Es esencial que el médico general realice una revisión física para poder hacer un diagnóstico diferencial. Por lo tanto, deberá examinar las áreas afectadas para poder determinar, por ejemplo, si todo el dedo de la extremidad está comprometido, si se involucran las muñecas o los tobillos, si el o los dedos se sienten fríos y si se detectan úlceras, gangrena o nódulos, ya que no se deben descartar otros signos y síntomas que indiquen otras patologías.
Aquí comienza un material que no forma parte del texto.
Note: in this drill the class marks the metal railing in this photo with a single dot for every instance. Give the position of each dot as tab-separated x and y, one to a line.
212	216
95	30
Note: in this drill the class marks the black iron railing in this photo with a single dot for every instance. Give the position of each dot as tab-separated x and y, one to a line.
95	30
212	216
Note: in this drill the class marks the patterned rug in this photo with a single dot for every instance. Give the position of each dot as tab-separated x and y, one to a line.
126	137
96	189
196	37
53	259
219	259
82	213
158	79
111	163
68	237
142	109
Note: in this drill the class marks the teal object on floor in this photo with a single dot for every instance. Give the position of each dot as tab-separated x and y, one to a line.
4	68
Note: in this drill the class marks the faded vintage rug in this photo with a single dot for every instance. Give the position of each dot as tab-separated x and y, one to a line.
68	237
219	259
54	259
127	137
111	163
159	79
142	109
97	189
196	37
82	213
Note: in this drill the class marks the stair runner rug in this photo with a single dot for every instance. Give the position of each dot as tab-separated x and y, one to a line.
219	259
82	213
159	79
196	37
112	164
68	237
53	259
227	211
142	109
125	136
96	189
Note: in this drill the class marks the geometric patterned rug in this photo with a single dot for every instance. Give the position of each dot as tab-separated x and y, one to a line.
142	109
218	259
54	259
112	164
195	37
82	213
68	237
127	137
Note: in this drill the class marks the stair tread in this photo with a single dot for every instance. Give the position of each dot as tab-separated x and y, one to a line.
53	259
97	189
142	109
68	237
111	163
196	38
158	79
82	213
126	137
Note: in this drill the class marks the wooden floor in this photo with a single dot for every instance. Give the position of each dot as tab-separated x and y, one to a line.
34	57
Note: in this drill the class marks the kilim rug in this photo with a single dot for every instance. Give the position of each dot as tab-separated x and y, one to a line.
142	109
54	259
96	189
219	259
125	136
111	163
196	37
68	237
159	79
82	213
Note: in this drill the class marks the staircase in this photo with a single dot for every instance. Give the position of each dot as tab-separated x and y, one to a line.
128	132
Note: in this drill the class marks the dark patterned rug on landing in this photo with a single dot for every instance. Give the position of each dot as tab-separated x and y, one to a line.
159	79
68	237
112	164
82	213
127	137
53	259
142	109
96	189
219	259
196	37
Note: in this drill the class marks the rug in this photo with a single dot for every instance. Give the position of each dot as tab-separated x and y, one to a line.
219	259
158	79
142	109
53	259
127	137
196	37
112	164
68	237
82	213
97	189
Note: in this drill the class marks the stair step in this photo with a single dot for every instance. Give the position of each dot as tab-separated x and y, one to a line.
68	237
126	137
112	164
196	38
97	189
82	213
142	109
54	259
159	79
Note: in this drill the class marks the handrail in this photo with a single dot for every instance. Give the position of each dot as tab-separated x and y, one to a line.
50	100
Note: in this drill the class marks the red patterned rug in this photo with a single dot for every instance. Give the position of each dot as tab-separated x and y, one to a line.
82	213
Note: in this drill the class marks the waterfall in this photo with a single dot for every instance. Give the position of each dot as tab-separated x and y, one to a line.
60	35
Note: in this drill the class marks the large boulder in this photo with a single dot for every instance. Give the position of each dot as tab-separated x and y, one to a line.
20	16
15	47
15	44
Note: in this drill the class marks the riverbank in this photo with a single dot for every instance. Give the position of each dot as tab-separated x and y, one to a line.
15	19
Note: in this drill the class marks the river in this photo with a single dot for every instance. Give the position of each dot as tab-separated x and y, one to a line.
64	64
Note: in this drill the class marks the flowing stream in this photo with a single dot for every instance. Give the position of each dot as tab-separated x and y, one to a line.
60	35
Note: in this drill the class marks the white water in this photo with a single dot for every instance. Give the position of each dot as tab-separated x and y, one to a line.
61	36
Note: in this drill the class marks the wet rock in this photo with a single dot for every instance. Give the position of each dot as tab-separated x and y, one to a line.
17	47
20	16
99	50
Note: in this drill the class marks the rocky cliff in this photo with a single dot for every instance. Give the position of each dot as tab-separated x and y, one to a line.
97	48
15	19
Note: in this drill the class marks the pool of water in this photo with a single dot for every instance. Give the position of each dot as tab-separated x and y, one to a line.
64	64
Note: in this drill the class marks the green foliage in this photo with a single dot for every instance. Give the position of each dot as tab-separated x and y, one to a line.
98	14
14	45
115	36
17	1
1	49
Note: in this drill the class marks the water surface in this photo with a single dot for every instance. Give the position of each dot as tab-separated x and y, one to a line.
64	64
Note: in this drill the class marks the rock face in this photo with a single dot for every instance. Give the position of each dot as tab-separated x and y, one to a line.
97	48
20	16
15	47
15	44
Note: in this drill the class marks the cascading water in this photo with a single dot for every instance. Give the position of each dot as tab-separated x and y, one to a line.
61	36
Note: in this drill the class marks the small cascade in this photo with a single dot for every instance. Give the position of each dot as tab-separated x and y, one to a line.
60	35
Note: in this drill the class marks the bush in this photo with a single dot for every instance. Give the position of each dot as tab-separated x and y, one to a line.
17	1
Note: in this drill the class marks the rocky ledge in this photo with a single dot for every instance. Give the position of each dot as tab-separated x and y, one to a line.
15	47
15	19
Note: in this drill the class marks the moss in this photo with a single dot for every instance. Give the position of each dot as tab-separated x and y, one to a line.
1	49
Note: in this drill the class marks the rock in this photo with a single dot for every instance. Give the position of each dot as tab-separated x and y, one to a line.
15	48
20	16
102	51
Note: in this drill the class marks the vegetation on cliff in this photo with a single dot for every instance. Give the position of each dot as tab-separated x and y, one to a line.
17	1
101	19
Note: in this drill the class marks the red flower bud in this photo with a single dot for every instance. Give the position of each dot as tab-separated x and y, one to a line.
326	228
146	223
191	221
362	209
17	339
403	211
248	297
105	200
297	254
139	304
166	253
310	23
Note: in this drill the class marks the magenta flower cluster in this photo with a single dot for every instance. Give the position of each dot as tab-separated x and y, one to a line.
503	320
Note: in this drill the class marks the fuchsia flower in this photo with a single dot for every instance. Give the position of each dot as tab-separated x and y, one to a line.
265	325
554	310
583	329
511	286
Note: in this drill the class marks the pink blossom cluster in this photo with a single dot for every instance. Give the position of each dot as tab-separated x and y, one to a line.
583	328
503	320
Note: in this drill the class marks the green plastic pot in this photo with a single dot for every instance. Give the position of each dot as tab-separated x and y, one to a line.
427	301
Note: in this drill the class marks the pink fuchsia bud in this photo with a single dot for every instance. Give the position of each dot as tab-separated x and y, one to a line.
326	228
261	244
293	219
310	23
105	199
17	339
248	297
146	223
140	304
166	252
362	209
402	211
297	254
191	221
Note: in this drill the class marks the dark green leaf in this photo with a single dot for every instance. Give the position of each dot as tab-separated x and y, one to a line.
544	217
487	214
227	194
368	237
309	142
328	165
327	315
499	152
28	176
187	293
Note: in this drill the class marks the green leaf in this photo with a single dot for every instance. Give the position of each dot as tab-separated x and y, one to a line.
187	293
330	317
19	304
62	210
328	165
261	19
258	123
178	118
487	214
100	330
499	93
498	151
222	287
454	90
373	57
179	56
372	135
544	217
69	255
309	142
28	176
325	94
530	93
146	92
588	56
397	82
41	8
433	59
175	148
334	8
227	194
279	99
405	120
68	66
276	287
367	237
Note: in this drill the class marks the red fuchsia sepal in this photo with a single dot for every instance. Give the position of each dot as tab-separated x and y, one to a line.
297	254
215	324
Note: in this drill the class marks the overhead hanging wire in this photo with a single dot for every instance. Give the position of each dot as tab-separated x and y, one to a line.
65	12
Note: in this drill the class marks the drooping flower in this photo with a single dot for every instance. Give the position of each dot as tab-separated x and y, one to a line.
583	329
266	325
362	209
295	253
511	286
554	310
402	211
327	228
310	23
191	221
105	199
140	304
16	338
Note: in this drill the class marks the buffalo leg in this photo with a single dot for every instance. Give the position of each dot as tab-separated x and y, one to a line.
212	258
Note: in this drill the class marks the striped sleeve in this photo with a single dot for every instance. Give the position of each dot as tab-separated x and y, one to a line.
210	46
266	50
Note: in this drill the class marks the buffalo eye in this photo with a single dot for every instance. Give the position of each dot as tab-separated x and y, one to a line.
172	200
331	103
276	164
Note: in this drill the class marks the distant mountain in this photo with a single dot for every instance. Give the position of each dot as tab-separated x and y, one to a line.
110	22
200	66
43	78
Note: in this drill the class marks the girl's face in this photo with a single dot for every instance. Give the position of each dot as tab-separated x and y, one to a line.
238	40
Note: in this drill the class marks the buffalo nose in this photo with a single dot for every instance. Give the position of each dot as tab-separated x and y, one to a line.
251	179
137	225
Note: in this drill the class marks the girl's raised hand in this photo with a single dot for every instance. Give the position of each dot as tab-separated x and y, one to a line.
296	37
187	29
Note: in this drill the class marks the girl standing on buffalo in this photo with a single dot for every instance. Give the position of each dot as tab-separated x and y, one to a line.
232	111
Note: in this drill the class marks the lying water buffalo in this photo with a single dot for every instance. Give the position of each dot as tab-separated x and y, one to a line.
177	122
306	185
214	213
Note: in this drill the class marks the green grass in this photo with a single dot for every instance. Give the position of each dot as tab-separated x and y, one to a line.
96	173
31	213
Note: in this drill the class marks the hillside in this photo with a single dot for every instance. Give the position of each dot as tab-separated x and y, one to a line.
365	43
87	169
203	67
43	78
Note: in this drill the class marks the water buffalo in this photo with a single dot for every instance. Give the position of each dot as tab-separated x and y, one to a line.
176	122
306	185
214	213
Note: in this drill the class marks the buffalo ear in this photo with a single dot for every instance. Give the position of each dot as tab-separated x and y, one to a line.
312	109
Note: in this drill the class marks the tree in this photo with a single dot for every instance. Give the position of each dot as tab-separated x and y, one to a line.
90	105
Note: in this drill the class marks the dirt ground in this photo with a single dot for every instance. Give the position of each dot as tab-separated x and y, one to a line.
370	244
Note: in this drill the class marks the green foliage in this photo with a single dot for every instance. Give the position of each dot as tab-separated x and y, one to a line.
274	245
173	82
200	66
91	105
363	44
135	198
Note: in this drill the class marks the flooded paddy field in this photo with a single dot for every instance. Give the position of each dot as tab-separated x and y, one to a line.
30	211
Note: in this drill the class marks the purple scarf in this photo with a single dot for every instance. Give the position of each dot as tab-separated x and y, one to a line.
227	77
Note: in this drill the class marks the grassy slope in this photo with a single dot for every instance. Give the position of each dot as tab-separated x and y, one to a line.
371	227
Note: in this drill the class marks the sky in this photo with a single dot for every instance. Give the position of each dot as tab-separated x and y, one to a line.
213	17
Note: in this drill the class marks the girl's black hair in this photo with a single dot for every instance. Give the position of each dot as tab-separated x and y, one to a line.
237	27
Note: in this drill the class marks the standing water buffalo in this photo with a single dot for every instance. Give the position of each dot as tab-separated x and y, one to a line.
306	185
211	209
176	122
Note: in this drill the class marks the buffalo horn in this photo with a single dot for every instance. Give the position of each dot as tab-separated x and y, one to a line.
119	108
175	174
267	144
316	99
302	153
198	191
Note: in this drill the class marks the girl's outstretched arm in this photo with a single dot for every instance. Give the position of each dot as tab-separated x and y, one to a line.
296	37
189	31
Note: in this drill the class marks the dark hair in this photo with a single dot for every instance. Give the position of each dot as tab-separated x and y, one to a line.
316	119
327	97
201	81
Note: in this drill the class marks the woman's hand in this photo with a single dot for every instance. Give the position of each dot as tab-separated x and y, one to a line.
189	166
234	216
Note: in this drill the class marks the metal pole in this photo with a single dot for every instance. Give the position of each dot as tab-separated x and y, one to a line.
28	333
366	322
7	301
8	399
Así que los exámenes adicionales pueden incluir análisis sanguíneos, la toma de la presión, un ultrasonido, un Doppler venoso y arterial, factor reumatoide y radiografías, entre otros.
El tratamiento se enfocará en el alivio de los síntomas con la toma de analgésicos, crioterapia, reposo e inmovilización de la zona; y debido a que el pronóstico es bueno, se resuelve espontáneamente a los pocos días y sin secuelas, aunque hay casos en los que perdura varias semanas.
Reitero: a pesar de que el síndrome de Achenbach es benigno, el cambio drástico y súbito en la coloración de los dedos es obvio y alarmante. Evite entrar en pánico, pero tampoco lo ignore. Acuda a consulta lo más rápido posible. Descanse las manos o los pies, libérese de cualquier tipo de joyería y absténgase de aplicarse ungüentos y pomadas como los de la campana, vaselina, árnica o veneno mágico de algún animal exótico, ya que esto puede irritar la piel, complicando y confundiendo el diagnóstico acertado del hematoma paroxístico del dedo.